Just a brief hello. I have caught up on some sleep. Not enough. I have caught up with some former Sponsees. Again not enough. I hope to catch up with family sometime this week and hopefully other former Sponsees and AA members. I find my family quite needy. Energy vampires! But I can handle them in small doses. I have important courses to apply for and applications to do. A backlog of paperwork. Lots of cleaning up! And I need to resume my fairly strict diet and exercise routine. Lots to do!
I would love to spend time with some monastics, and work permitting, I will. My body and nervous system is gradually winding down from its nervous energy for the last three months.
As for AA, I haven't given it much thought. Meetings for me are "the pub with no beer" so I enjoy going just to catch up with everybody and say hello, try to be useful, drink too much coffee etc. I might do a service commitment this summer and use the weekly meeting as an opportunity to catch up with people I haven't seen for a long time.
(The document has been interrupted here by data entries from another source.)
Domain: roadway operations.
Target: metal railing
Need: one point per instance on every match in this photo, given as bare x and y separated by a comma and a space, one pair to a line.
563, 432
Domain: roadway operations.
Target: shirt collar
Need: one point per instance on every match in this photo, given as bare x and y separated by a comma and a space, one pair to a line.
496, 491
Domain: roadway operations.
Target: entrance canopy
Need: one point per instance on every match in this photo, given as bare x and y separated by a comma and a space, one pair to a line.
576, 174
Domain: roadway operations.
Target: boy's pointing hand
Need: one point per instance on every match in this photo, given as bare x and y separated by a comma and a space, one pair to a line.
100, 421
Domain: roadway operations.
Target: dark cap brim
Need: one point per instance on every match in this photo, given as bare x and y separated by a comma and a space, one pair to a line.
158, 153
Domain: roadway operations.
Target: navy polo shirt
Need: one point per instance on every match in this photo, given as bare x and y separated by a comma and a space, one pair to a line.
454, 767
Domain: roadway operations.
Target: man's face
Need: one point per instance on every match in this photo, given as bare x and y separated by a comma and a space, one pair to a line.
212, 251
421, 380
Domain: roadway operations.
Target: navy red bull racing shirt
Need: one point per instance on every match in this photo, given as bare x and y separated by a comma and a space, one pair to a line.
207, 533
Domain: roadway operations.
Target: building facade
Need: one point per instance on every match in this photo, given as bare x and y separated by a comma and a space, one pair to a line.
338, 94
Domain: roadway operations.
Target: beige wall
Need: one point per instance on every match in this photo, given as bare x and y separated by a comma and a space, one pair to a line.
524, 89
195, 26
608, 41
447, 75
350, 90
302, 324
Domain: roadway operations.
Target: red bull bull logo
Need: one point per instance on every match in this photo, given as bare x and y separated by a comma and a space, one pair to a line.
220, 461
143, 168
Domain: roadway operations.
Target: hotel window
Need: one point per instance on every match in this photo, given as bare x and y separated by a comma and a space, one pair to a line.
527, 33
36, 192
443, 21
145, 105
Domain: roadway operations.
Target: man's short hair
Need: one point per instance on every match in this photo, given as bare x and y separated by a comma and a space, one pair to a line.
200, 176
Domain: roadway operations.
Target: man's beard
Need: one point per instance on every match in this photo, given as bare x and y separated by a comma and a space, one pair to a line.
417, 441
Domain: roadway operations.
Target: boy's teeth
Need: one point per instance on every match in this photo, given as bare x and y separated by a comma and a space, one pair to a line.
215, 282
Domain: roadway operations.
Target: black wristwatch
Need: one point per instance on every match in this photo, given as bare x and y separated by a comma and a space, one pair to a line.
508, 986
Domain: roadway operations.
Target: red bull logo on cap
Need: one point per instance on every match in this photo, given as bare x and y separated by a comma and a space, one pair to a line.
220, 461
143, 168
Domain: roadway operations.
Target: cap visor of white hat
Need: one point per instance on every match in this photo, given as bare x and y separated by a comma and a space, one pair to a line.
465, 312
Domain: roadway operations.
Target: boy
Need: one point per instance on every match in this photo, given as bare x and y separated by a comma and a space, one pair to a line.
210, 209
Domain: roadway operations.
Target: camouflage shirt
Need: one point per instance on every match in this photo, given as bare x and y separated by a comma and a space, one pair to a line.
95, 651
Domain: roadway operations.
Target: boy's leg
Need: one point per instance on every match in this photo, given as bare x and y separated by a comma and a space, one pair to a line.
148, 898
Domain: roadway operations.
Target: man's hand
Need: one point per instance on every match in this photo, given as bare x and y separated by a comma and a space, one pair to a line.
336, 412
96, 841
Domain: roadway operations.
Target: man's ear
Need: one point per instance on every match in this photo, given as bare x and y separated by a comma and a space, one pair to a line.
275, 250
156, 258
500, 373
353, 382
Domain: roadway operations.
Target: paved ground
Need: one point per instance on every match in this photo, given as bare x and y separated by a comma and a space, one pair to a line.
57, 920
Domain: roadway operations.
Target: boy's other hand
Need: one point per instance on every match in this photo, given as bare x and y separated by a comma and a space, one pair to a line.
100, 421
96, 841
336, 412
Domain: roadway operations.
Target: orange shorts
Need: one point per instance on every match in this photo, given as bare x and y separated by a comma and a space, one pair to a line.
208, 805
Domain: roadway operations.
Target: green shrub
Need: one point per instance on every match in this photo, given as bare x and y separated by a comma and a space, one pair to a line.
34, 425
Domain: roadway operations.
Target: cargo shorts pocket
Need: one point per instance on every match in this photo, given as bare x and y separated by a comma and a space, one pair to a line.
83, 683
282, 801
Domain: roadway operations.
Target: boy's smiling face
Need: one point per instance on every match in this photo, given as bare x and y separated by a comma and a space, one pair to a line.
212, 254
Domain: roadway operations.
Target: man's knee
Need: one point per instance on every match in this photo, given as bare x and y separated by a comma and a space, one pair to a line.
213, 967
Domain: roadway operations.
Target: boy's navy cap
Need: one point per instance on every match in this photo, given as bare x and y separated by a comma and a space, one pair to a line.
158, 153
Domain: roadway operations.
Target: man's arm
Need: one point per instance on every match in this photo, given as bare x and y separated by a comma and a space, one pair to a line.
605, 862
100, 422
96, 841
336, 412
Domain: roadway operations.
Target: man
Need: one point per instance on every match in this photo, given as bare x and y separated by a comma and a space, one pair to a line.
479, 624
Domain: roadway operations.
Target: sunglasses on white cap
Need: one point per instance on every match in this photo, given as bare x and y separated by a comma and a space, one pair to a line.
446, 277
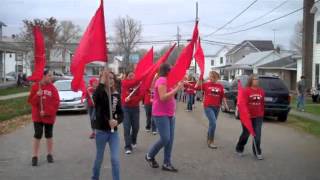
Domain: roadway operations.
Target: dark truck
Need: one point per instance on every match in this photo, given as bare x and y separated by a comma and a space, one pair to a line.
277, 97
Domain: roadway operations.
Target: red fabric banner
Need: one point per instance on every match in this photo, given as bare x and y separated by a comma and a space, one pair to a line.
92, 47
39, 55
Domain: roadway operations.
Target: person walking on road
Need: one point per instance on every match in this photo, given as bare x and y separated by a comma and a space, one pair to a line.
255, 102
213, 97
44, 100
163, 112
301, 90
106, 128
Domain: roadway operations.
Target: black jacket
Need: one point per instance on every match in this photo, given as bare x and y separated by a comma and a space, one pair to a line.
101, 101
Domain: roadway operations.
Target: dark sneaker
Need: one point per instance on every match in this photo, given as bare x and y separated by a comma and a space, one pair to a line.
169, 168
50, 158
34, 161
152, 162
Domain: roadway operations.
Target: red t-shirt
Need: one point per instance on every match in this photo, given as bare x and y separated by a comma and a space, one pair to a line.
127, 86
213, 94
189, 88
255, 101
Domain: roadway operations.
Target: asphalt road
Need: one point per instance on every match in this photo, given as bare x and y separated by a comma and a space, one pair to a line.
289, 154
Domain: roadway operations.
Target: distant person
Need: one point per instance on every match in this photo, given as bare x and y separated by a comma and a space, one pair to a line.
44, 99
163, 112
301, 90
255, 103
106, 128
93, 83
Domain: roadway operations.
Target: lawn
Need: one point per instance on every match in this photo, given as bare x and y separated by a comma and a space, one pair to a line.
310, 107
14, 107
311, 127
13, 90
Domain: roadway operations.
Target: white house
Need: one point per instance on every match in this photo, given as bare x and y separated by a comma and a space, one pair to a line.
316, 45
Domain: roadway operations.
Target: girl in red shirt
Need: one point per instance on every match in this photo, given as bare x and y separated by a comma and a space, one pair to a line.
255, 102
44, 99
213, 96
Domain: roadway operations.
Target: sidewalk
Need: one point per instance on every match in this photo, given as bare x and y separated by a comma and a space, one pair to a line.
304, 115
12, 96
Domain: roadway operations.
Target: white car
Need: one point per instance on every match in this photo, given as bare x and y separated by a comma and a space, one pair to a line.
69, 100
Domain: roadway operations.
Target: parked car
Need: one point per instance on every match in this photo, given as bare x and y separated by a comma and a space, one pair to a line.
277, 97
69, 100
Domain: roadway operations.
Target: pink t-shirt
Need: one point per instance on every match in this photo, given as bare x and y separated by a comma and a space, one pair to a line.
162, 108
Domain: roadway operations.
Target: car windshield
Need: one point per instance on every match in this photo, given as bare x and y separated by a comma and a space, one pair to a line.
272, 84
63, 85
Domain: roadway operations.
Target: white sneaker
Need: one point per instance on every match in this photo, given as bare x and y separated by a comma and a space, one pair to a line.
128, 151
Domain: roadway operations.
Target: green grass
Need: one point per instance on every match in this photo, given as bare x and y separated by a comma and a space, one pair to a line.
14, 107
13, 90
309, 126
310, 107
I will go to a meeting later today where I always see people I know and is socially pleasant. My mind feels relatively blank. I have no particularly obsessive thoughts. Nothing that is stuck on repeat. My head feels very empty at the moment. There are lots of problems at work, but I have no reaction to it, same as many other people I work with, simply because none of us are worried any more. There is simply no point in being worried. There is plenty of things wrong with AA, as always, but that doesn't bother me either. I'm sure I disagree with many people on many points about how AA runs itself, but this doesn't concern me. Basically I suppose I must be feeling very equanamous.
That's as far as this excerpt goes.